Hungary’s Act LXXV of 2025, adopted to implement the European Union Artificial Intelligence Regulation, entered into force on 1 December 2025, thirty-one days after its promulgation. Two provisions, Section 3(2) and Section 10, will take effect later, on 2 August 2026. The law establishes how Hungary will conduct market-surveillance, notification and enforcement procedures for AI systems that are placed on the market, put into service or whose outputs are used within the country.

The Act outlines national processes for handling market-surveillance proceedings, including checks on providers, deployers, manufacturers, importers and authorised representatives. It also sets out how Hungary will apply Article 99 sanctions of the EU Regulation, extending these enforcement powers to third-country actors when AI outputs are used domestically. In addition, the law governs notification procedures initiated in Hungary under Article 28 of the EU Regulation.

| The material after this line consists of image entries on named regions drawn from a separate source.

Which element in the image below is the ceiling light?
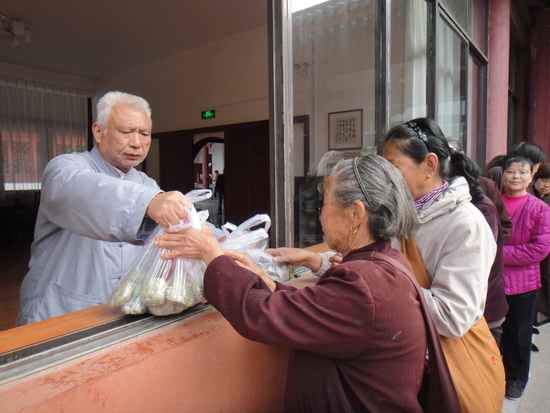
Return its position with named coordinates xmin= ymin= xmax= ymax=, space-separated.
xmin=0 ymin=14 xmax=32 ymax=46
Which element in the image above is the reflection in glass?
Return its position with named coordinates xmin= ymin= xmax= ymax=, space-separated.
xmin=436 ymin=19 xmax=466 ymax=142
xmin=290 ymin=0 xmax=376 ymax=247
xmin=463 ymin=56 xmax=480 ymax=160
xmin=390 ymin=0 xmax=428 ymax=125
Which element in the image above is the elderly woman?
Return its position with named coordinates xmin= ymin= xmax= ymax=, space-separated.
xmin=157 ymin=155 xmax=458 ymax=412
xmin=383 ymin=118 xmax=505 ymax=413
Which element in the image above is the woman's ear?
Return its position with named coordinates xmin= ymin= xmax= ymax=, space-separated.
xmin=349 ymin=199 xmax=367 ymax=227
xmin=424 ymin=152 xmax=439 ymax=176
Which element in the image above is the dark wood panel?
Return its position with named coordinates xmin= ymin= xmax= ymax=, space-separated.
xmin=159 ymin=134 xmax=194 ymax=193
xmin=225 ymin=121 xmax=271 ymax=225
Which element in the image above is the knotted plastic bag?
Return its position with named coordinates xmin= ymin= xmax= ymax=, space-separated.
xmin=220 ymin=214 xmax=290 ymax=282
xmin=111 ymin=190 xmax=212 ymax=316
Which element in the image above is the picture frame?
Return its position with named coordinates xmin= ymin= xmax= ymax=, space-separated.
xmin=328 ymin=109 xmax=363 ymax=150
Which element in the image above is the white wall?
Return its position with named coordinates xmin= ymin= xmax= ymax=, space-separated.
xmin=94 ymin=26 xmax=269 ymax=181
xmin=94 ymin=27 xmax=269 ymax=132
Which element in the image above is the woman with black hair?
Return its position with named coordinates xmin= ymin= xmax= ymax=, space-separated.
xmin=447 ymin=139 xmax=511 ymax=344
xmin=485 ymin=141 xmax=546 ymax=194
xmin=383 ymin=118 xmax=505 ymax=413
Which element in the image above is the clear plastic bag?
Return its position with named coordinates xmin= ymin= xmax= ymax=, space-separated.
xmin=111 ymin=190 xmax=212 ymax=316
xmin=220 ymin=214 xmax=290 ymax=282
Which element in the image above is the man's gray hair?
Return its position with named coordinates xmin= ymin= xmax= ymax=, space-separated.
xmin=331 ymin=155 xmax=419 ymax=240
xmin=96 ymin=91 xmax=151 ymax=132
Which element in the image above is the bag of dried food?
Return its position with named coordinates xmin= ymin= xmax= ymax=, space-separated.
xmin=220 ymin=214 xmax=290 ymax=282
xmin=111 ymin=190 xmax=212 ymax=316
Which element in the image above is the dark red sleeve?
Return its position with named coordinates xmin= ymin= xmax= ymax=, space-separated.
xmin=204 ymin=256 xmax=375 ymax=357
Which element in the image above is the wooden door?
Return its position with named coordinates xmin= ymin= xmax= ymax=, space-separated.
xmin=159 ymin=133 xmax=194 ymax=194
xmin=224 ymin=120 xmax=271 ymax=225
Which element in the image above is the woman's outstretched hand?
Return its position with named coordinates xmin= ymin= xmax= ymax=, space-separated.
xmin=225 ymin=251 xmax=276 ymax=292
xmin=155 ymin=224 xmax=223 ymax=265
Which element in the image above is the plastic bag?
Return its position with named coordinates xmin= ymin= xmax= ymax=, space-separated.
xmin=220 ymin=214 xmax=290 ymax=282
xmin=111 ymin=190 xmax=212 ymax=316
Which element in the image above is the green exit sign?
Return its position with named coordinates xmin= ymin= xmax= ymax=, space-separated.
xmin=201 ymin=110 xmax=216 ymax=119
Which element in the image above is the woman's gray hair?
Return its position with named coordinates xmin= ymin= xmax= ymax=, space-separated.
xmin=96 ymin=91 xmax=151 ymax=133
xmin=331 ymin=155 xmax=419 ymax=240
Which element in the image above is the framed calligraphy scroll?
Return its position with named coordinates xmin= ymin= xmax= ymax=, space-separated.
xmin=328 ymin=109 xmax=363 ymax=150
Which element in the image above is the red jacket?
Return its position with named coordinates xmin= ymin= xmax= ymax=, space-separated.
xmin=502 ymin=194 xmax=550 ymax=295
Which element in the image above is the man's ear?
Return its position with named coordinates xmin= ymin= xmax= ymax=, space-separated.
xmin=92 ymin=123 xmax=103 ymax=143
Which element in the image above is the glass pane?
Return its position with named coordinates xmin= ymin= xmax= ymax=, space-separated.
xmin=436 ymin=19 xmax=466 ymax=142
xmin=390 ymin=0 xmax=428 ymax=125
xmin=291 ymin=0 xmax=376 ymax=247
xmin=468 ymin=0 xmax=487 ymax=53
xmin=463 ymin=57 xmax=480 ymax=161
xmin=440 ymin=0 xmax=472 ymax=30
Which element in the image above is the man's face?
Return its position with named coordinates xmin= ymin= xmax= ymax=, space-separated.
xmin=92 ymin=105 xmax=151 ymax=173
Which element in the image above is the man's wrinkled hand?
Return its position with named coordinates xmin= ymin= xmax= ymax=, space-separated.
xmin=147 ymin=191 xmax=193 ymax=227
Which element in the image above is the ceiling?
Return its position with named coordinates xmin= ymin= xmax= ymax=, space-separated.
xmin=0 ymin=0 xmax=267 ymax=78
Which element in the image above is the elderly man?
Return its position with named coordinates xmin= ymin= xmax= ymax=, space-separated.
xmin=17 ymin=92 xmax=191 ymax=325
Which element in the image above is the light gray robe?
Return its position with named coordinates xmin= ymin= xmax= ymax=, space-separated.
xmin=17 ymin=148 xmax=161 ymax=325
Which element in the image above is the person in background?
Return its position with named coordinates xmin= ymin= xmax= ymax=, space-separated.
xmin=212 ymin=169 xmax=220 ymax=192
xmin=382 ymin=118 xmax=504 ymax=412
xmin=214 ymin=169 xmax=225 ymax=214
xmin=156 ymin=155 xmax=460 ymax=413
xmin=485 ymin=141 xmax=546 ymax=193
xmin=17 ymin=91 xmax=192 ymax=326
xmin=502 ymin=157 xmax=550 ymax=399
xmin=267 ymin=118 xmax=505 ymax=413
xmin=447 ymin=139 xmax=512 ymax=345
xmin=533 ymin=163 xmax=550 ymax=326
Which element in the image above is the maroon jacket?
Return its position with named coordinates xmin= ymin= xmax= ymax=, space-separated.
xmin=204 ymin=241 xmax=460 ymax=413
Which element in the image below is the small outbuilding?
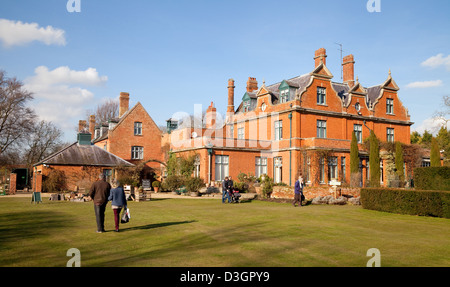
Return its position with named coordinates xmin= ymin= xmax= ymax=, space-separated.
xmin=31 ymin=133 xmax=134 ymax=192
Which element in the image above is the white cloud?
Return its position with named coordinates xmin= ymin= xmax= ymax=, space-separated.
xmin=406 ymin=80 xmax=443 ymax=89
xmin=412 ymin=118 xmax=448 ymax=134
xmin=29 ymin=66 xmax=108 ymax=86
xmin=24 ymin=66 xmax=108 ymax=137
xmin=421 ymin=54 xmax=450 ymax=71
xmin=0 ymin=19 xmax=66 ymax=47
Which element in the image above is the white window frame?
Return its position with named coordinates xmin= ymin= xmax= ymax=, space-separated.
xmin=134 ymin=122 xmax=142 ymax=136
xmin=255 ymin=157 xmax=267 ymax=177
xmin=386 ymin=128 xmax=395 ymax=142
xmin=274 ymin=121 xmax=283 ymax=141
xmin=280 ymin=89 xmax=289 ymax=103
xmin=131 ymin=146 xmax=144 ymax=159
xmin=317 ymin=120 xmax=327 ymax=139
xmin=317 ymin=87 xmax=327 ymax=106
xmin=215 ymin=155 xmax=230 ymax=181
xmin=238 ymin=127 xmax=245 ymax=140
xmin=353 ymin=124 xmax=362 ymax=143
xmin=386 ymin=98 xmax=394 ymax=115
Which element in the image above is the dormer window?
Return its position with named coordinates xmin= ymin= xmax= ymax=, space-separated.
xmin=244 ymin=101 xmax=250 ymax=113
xmin=386 ymin=99 xmax=394 ymax=115
xmin=134 ymin=122 xmax=142 ymax=136
xmin=280 ymin=89 xmax=289 ymax=103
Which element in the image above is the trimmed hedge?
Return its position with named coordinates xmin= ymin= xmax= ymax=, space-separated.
xmin=361 ymin=188 xmax=450 ymax=218
xmin=414 ymin=166 xmax=450 ymax=190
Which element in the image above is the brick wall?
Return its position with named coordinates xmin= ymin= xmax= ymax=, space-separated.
xmin=271 ymin=186 xmax=360 ymax=199
xmin=9 ymin=173 xmax=17 ymax=194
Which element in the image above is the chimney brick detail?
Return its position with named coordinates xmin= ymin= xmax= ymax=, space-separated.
xmin=247 ymin=77 xmax=258 ymax=93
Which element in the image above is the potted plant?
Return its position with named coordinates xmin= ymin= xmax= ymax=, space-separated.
xmin=185 ymin=177 xmax=205 ymax=196
xmin=152 ymin=180 xmax=161 ymax=193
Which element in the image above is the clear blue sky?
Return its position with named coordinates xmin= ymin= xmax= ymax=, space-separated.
xmin=0 ymin=0 xmax=450 ymax=141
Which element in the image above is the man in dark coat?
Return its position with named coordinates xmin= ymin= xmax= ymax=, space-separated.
xmin=292 ymin=175 xmax=304 ymax=207
xmin=222 ymin=176 xmax=229 ymax=203
xmin=227 ymin=176 xmax=234 ymax=203
xmin=89 ymin=174 xmax=111 ymax=233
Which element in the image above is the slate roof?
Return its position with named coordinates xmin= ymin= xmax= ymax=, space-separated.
xmin=236 ymin=70 xmax=390 ymax=112
xmin=34 ymin=142 xmax=134 ymax=167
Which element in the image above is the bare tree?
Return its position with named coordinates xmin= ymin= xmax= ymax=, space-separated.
xmin=86 ymin=99 xmax=119 ymax=124
xmin=24 ymin=121 xmax=62 ymax=166
xmin=434 ymin=95 xmax=450 ymax=127
xmin=0 ymin=71 xmax=36 ymax=154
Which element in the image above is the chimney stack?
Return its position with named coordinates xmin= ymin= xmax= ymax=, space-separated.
xmin=206 ymin=102 xmax=217 ymax=129
xmin=342 ymin=55 xmax=355 ymax=88
xmin=314 ymin=48 xmax=327 ymax=68
xmin=119 ymin=92 xmax=130 ymax=118
xmin=247 ymin=77 xmax=258 ymax=93
xmin=78 ymin=120 xmax=87 ymax=133
xmin=89 ymin=115 xmax=95 ymax=140
xmin=227 ymin=79 xmax=235 ymax=114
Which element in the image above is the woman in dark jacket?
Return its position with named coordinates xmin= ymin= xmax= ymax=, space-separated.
xmin=108 ymin=180 xmax=127 ymax=232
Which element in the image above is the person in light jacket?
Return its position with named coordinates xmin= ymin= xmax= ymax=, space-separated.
xmin=89 ymin=173 xmax=111 ymax=233
xmin=108 ymin=180 xmax=127 ymax=232
xmin=292 ymin=175 xmax=304 ymax=207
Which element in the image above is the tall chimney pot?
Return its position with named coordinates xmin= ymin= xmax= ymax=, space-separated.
xmin=227 ymin=79 xmax=235 ymax=114
xmin=342 ymin=55 xmax=355 ymax=88
xmin=314 ymin=48 xmax=327 ymax=68
xmin=119 ymin=92 xmax=130 ymax=118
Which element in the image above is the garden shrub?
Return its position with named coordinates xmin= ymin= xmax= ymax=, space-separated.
xmin=42 ymin=169 xmax=67 ymax=193
xmin=414 ymin=166 xmax=450 ymax=190
xmin=361 ymin=188 xmax=450 ymax=218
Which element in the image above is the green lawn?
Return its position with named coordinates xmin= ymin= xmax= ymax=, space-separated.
xmin=0 ymin=198 xmax=450 ymax=267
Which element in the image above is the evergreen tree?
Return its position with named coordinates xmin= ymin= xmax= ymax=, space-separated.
xmin=411 ymin=132 xmax=422 ymax=144
xmin=436 ymin=126 xmax=450 ymax=166
xmin=350 ymin=132 xmax=359 ymax=174
xmin=430 ymin=137 xmax=441 ymax=167
xmin=395 ymin=142 xmax=405 ymax=181
xmin=369 ymin=131 xmax=380 ymax=187
xmin=420 ymin=130 xmax=433 ymax=148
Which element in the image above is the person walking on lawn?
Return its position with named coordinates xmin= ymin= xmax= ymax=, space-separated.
xmin=222 ymin=176 xmax=230 ymax=203
xmin=108 ymin=180 xmax=127 ymax=232
xmin=89 ymin=173 xmax=111 ymax=233
xmin=292 ymin=175 xmax=304 ymax=207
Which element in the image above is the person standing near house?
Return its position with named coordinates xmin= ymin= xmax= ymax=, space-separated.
xmin=227 ymin=176 xmax=234 ymax=203
xmin=108 ymin=180 xmax=127 ymax=232
xmin=292 ymin=175 xmax=304 ymax=207
xmin=222 ymin=176 xmax=230 ymax=203
xmin=89 ymin=173 xmax=111 ymax=233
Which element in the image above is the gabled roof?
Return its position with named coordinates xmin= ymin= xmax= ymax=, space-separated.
xmin=34 ymin=142 xmax=134 ymax=167
xmin=93 ymin=102 xmax=159 ymax=143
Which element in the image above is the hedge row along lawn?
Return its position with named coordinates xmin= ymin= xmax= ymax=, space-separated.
xmin=0 ymin=198 xmax=450 ymax=267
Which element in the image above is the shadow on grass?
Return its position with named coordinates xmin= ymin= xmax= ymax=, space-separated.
xmin=120 ymin=220 xmax=197 ymax=231
xmin=0 ymin=211 xmax=70 ymax=247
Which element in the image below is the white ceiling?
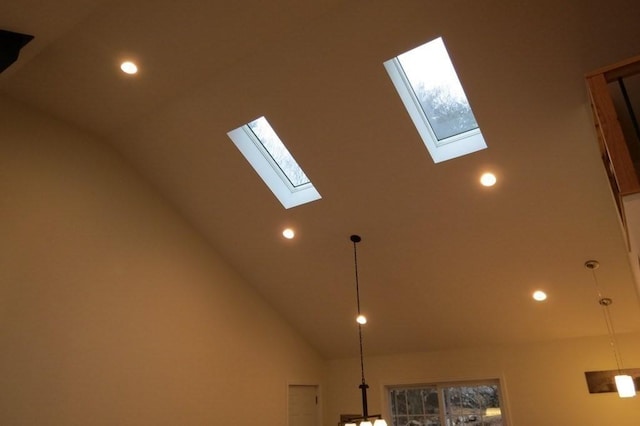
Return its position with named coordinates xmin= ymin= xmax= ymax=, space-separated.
xmin=0 ymin=0 xmax=640 ymax=358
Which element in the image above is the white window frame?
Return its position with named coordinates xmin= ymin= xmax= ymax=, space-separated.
xmin=385 ymin=379 xmax=509 ymax=426
xmin=227 ymin=117 xmax=322 ymax=209
xmin=384 ymin=38 xmax=487 ymax=163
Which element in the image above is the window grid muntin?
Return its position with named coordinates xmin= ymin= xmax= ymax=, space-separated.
xmin=244 ymin=117 xmax=311 ymax=191
xmin=388 ymin=380 xmax=507 ymax=426
xmin=384 ymin=36 xmax=487 ymax=163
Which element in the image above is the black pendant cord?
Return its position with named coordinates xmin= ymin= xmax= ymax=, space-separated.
xmin=351 ymin=235 xmax=369 ymax=420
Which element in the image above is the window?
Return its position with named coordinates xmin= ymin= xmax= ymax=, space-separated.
xmin=384 ymin=37 xmax=487 ymax=163
xmin=389 ymin=380 xmax=505 ymax=426
xmin=227 ymin=117 xmax=322 ymax=209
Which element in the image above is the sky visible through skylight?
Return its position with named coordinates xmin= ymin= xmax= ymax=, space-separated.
xmin=398 ymin=38 xmax=478 ymax=140
xmin=247 ymin=117 xmax=310 ymax=187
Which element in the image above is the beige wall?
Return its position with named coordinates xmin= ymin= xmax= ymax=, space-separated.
xmin=325 ymin=332 xmax=640 ymax=426
xmin=0 ymin=100 xmax=323 ymax=426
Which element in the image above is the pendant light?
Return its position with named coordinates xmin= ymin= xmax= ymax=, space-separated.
xmin=584 ymin=260 xmax=636 ymax=398
xmin=344 ymin=235 xmax=387 ymax=426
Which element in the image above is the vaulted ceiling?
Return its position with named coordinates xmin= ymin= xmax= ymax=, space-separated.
xmin=0 ymin=0 xmax=640 ymax=358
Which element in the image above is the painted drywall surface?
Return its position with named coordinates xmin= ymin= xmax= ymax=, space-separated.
xmin=324 ymin=334 xmax=640 ymax=426
xmin=0 ymin=100 xmax=323 ymax=426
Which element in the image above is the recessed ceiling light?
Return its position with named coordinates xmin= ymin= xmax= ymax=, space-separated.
xmin=533 ymin=290 xmax=547 ymax=302
xmin=480 ymin=173 xmax=497 ymax=186
xmin=282 ymin=228 xmax=296 ymax=240
xmin=120 ymin=61 xmax=138 ymax=74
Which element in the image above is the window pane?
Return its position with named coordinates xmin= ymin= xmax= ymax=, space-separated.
xmin=247 ymin=117 xmax=309 ymax=187
xmin=389 ymin=381 xmax=503 ymax=426
xmin=398 ymin=38 xmax=478 ymax=141
xmin=443 ymin=385 xmax=502 ymax=426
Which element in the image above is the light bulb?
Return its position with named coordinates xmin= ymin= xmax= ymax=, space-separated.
xmin=533 ymin=290 xmax=547 ymax=302
xmin=615 ymin=374 xmax=636 ymax=398
xmin=480 ymin=173 xmax=497 ymax=186
xmin=120 ymin=61 xmax=138 ymax=74
xmin=282 ymin=228 xmax=296 ymax=240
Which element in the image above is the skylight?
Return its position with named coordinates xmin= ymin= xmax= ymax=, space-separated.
xmin=227 ymin=117 xmax=322 ymax=209
xmin=384 ymin=37 xmax=487 ymax=163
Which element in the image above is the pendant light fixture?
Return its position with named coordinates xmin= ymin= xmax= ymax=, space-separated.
xmin=584 ymin=260 xmax=636 ymax=398
xmin=344 ymin=235 xmax=387 ymax=426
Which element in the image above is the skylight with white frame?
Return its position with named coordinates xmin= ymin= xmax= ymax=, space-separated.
xmin=227 ymin=117 xmax=322 ymax=209
xmin=384 ymin=37 xmax=487 ymax=163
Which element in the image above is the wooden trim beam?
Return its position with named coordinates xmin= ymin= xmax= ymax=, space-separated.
xmin=587 ymin=72 xmax=640 ymax=196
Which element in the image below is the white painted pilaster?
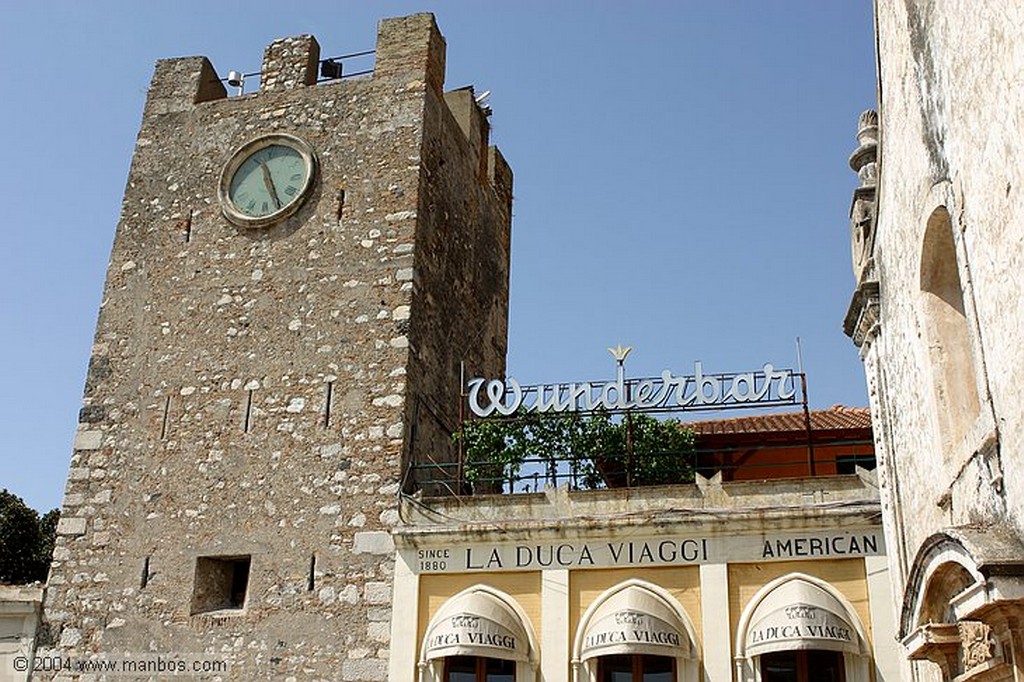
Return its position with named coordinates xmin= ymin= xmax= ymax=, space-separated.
xmin=541 ymin=569 xmax=572 ymax=682
xmin=864 ymin=556 xmax=901 ymax=682
xmin=387 ymin=552 xmax=420 ymax=682
xmin=700 ymin=563 xmax=732 ymax=682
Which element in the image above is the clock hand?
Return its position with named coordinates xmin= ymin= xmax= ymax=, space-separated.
xmin=259 ymin=161 xmax=281 ymax=209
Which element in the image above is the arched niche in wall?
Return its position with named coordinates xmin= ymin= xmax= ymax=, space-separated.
xmin=919 ymin=181 xmax=981 ymax=456
xmin=735 ymin=573 xmax=870 ymax=682
xmin=572 ymin=580 xmax=697 ymax=682
xmin=419 ymin=585 xmax=539 ymax=682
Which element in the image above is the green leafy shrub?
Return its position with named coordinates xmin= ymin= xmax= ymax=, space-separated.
xmin=454 ymin=413 xmax=694 ymax=493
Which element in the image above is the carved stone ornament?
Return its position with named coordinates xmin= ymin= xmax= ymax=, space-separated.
xmin=956 ymin=621 xmax=995 ymax=671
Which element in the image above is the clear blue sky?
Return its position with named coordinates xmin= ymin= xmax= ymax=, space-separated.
xmin=0 ymin=0 xmax=876 ymax=510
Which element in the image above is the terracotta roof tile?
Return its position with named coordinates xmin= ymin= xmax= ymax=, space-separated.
xmin=686 ymin=404 xmax=871 ymax=435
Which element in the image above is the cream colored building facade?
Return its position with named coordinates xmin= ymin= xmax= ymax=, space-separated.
xmin=846 ymin=0 xmax=1024 ymax=680
xmin=388 ymin=469 xmax=898 ymax=682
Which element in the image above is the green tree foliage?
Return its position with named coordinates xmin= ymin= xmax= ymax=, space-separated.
xmin=0 ymin=489 xmax=60 ymax=585
xmin=455 ymin=413 xmax=694 ymax=493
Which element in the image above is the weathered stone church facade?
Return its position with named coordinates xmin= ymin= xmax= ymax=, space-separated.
xmin=846 ymin=0 xmax=1024 ymax=680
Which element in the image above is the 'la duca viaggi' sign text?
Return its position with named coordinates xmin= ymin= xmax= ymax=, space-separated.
xmin=466 ymin=361 xmax=799 ymax=417
xmin=403 ymin=529 xmax=885 ymax=573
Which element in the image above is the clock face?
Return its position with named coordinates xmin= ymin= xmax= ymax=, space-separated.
xmin=220 ymin=134 xmax=315 ymax=227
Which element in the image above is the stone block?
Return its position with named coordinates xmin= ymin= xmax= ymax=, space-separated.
xmin=352 ymin=530 xmax=394 ymax=555
xmin=341 ymin=658 xmax=387 ymax=682
xmin=362 ymin=583 xmax=391 ymax=604
xmin=73 ymin=431 xmax=103 ymax=450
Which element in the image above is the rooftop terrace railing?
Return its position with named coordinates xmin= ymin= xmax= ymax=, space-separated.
xmin=410 ymin=438 xmax=876 ymax=496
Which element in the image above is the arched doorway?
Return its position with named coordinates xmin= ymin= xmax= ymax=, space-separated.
xmin=572 ymin=580 xmax=697 ymax=682
xmin=736 ymin=573 xmax=869 ymax=682
xmin=419 ymin=585 xmax=538 ymax=682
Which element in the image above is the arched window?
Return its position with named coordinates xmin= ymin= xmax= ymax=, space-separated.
xmin=736 ymin=573 xmax=869 ymax=682
xmin=921 ymin=201 xmax=981 ymax=451
xmin=420 ymin=585 xmax=538 ymax=682
xmin=572 ymin=580 xmax=697 ymax=682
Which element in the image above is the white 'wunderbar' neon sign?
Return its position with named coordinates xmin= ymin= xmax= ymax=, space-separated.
xmin=467 ymin=361 xmax=798 ymax=417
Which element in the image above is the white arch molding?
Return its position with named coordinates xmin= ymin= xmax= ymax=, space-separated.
xmin=735 ymin=573 xmax=871 ymax=682
xmin=572 ymin=579 xmax=697 ymax=682
xmin=418 ymin=585 xmax=539 ymax=682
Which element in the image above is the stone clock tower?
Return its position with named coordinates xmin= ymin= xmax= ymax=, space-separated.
xmin=37 ymin=14 xmax=512 ymax=680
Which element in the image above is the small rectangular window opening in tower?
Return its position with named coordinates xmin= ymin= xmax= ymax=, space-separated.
xmin=242 ymin=389 xmax=253 ymax=433
xmin=324 ymin=381 xmax=334 ymax=428
xmin=191 ymin=556 xmax=252 ymax=614
xmin=160 ymin=395 xmax=171 ymax=440
xmin=836 ymin=455 xmax=878 ymax=474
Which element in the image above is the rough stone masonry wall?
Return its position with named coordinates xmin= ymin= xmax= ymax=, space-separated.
xmin=40 ymin=14 xmax=507 ymax=680
xmin=408 ymin=84 xmax=512 ymax=495
xmin=868 ymin=0 xmax=1024 ymax=590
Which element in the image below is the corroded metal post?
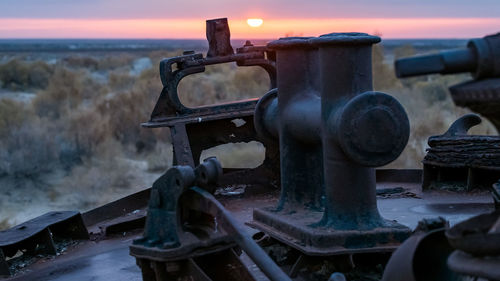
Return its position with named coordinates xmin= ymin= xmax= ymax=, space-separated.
xmin=252 ymin=33 xmax=409 ymax=255
xmin=254 ymin=37 xmax=324 ymax=210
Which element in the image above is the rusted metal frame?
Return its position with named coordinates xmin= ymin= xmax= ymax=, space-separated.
xmin=170 ymin=124 xmax=195 ymax=168
xmin=193 ymin=248 xmax=256 ymax=281
xmin=0 ymin=248 xmax=11 ymax=277
xmin=82 ymin=188 xmax=151 ymax=227
xmin=143 ymin=48 xmax=276 ymax=124
xmin=0 ymin=211 xmax=89 ymax=274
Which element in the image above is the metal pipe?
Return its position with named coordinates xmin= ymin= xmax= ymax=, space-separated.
xmin=191 ymin=187 xmax=292 ymax=281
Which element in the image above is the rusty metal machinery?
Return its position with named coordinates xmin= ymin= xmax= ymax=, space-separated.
xmin=142 ymin=18 xmax=279 ymax=190
xmin=422 ymin=114 xmax=500 ymax=190
xmin=395 ymin=33 xmax=500 ymax=190
xmin=446 ymin=187 xmax=500 ymax=280
xmin=395 ymin=33 xmax=500 ymax=132
xmin=251 ymin=33 xmax=409 ymax=256
xmin=395 ymin=33 xmax=500 ymax=132
xmin=130 ymin=158 xmax=290 ymax=281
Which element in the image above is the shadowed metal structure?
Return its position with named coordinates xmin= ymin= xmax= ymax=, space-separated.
xmin=251 ymin=33 xmax=409 ymax=256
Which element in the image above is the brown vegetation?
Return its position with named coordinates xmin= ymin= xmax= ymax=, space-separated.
xmin=0 ymin=43 xmax=495 ymax=229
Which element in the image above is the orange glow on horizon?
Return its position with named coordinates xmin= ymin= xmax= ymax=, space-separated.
xmin=0 ymin=18 xmax=500 ymax=39
xmin=247 ymin=19 xmax=264 ymax=27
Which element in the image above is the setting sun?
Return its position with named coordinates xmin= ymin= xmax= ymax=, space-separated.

To operationalise these responsibilities, the Act empowers the government to designate both an AI notifying authority and an AI market-surveillance authority, aligned with Articles 28 and 70 of the EU Regulation. It establishes a single point of contact for coordination, introduces special procedural rules for administrative cases and creates the Hungarian Artificial Intelligence Council, which will provide strategic guidance and facilitate cross-government cooperation on AI oversight.

The legislation also includes provisions for an AI regulatory test environment, intended to support controlled experimentation with AI systems under regulatory supervision. Certain market-surveillance tasks in the financial sector are assigned to Hungary’s central bank, pursuant to Article 74(6) of the EU Regulation.

With the Act now in effect, Hungary joins other EU member states in putting in place the national structures required for enforcing the bloc’s AI framework as it begins to apply across the Union.